The reasonableness of the employer's request was reinforced by subsequent events. The physician who examined the claimant diagnosed him to be suffering from anxiety neurosis. Moreover, the record is replete with substantial evidence to support the referee's finding that the claimant was not coerced but agreed to seek medical counsel and file for disability benefits.
There is also substantial evidence in the record that the claimant refused to accept the proper disability
[ 59 Pa. Commw. Page 323]
claim procedure, in contravention of the employer's express request. In reference to the claimant's disability application, the employer testified as follows:
A: . . . It was determined after the company reviewed Mr. Devine's application, that he had indicated that his application was due to: 'Work related.' Mr. Devine checked on the form that it was related to his work.

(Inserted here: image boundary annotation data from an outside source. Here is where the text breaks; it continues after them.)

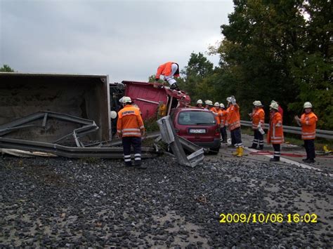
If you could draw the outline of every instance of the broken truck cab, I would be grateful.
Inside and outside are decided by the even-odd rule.
[[[160,83],[127,81],[122,83],[122,91],[119,90],[122,84],[110,85],[112,98],[119,100],[122,96],[130,97],[140,108],[143,120],[156,118],[159,111],[162,114],[159,116],[168,115],[172,108],[185,107],[190,102],[190,96],[184,91],[171,90]],[[117,105],[116,102],[112,102]],[[111,109],[117,111],[116,106]]]

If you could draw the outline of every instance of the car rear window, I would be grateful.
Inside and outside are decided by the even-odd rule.
[[[215,125],[213,114],[206,112],[181,112],[178,116],[181,125]]]

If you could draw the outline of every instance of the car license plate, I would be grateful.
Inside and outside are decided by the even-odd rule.
[[[206,133],[206,129],[190,129],[190,133]]]

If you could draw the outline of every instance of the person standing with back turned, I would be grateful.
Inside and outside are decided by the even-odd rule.
[[[252,119],[252,130],[254,133],[252,146],[251,149],[256,149],[259,144],[259,149],[263,149],[263,126],[265,124],[265,112],[263,109],[263,105],[259,100],[253,102],[254,109],[251,114]]]
[[[227,97],[227,101],[230,105],[227,113],[226,126],[229,127],[231,140],[235,142],[235,147],[236,147],[236,151],[233,152],[233,155],[241,157],[243,156],[244,149],[242,142],[242,133],[240,132],[240,106],[236,103],[234,96]]]
[[[318,118],[313,112],[311,102],[306,102],[303,107],[304,113],[301,119],[295,116],[296,121],[302,127],[302,139],[304,140],[306,152],[306,159],[303,159],[303,161],[304,163],[314,163],[315,158],[315,125]]]
[[[177,63],[169,62],[160,65],[155,74],[156,81],[158,81],[161,75],[164,76],[164,80],[170,85],[170,89],[179,90],[177,81],[174,78],[179,77],[179,65]]]
[[[273,144],[274,157],[270,161],[279,161],[281,156],[281,144],[284,142],[282,116],[279,112],[279,105],[277,102],[272,102],[270,107],[269,130],[267,134],[267,142]]]
[[[134,166],[137,168],[145,169],[141,165],[141,135],[145,135],[145,126],[140,114],[140,109],[132,105],[129,97],[124,97],[124,108],[118,112],[117,133],[122,139],[124,161],[125,166],[132,166],[131,146],[134,150]]]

Q: Is this a form that should have been completed by the employee?
A: It is to be completed by the employee. That portion of the form. And it was brought to Mr. Devine's attention that by checking the inappropriate box, that it indicated that it was job related. It was pointed out that this particular Aetna form was for non-related [work] benefits, and if he felt it was a work related injury, he was to contact workmen's compensation authorities at which time he took back the application and had a converence [ sic ] with his union representatives, Mr. Furlong and Mr. Barnett, in private. Mr. Devine would not change his indication on the application and he still felt it was a work related injury and took the application and left the premises.
The claimant did not contradict the foregoing testimony. Instead, he twice acknowledged that he had completed an incorrect sick and accident form. In his signed Summary of Interview sheet, dated August 28, 1979, the claimant stated: "When I brought the form back I was told it was the wrong form. I was told this by the company and the union." In his petition for appeal from the referee's decision, he stated: "I was given the wronge [ sic ] form by the union it is not my falt [ sic ]." Since the Board found in its favor, the employer is entitled to be given the benefit of any inferences
[ 59 Pa. Commw. Page 324]
which can reasonably and logically be drawn from the evidence. Borlak, supra.
Clearly, the claimant was notified that he had completed a disability form which was inappropriate if he believed that his disability was job related. He was given the option of reevaluating his disability or applying to the workmen's compensation authorities. He chose not to exercise it. The employer's request that the claimant apply for sick and accident benefits in the manner administratively appropriate to his type of disability was reasonable. The claimant refused to take those reasonable steps outlined by his employer to preserve the employment relationship. He demonstrated a disregard of the standard of behavior which his employer could rightfully expect. The claimant has offered no adequate reason for his refusal to report his disability in an appropriate manner.
Accordingly, we enter the following
And Now, this 29th day of May, 1981, the order of the Unemployment Compensation Board of Review, Decision No. B-179696, dated January 14, 1980, denying benefits to Samuel Devine, is hereby affirmed.
Judge Wilkinson, Jr. did not participate in the decision in this case.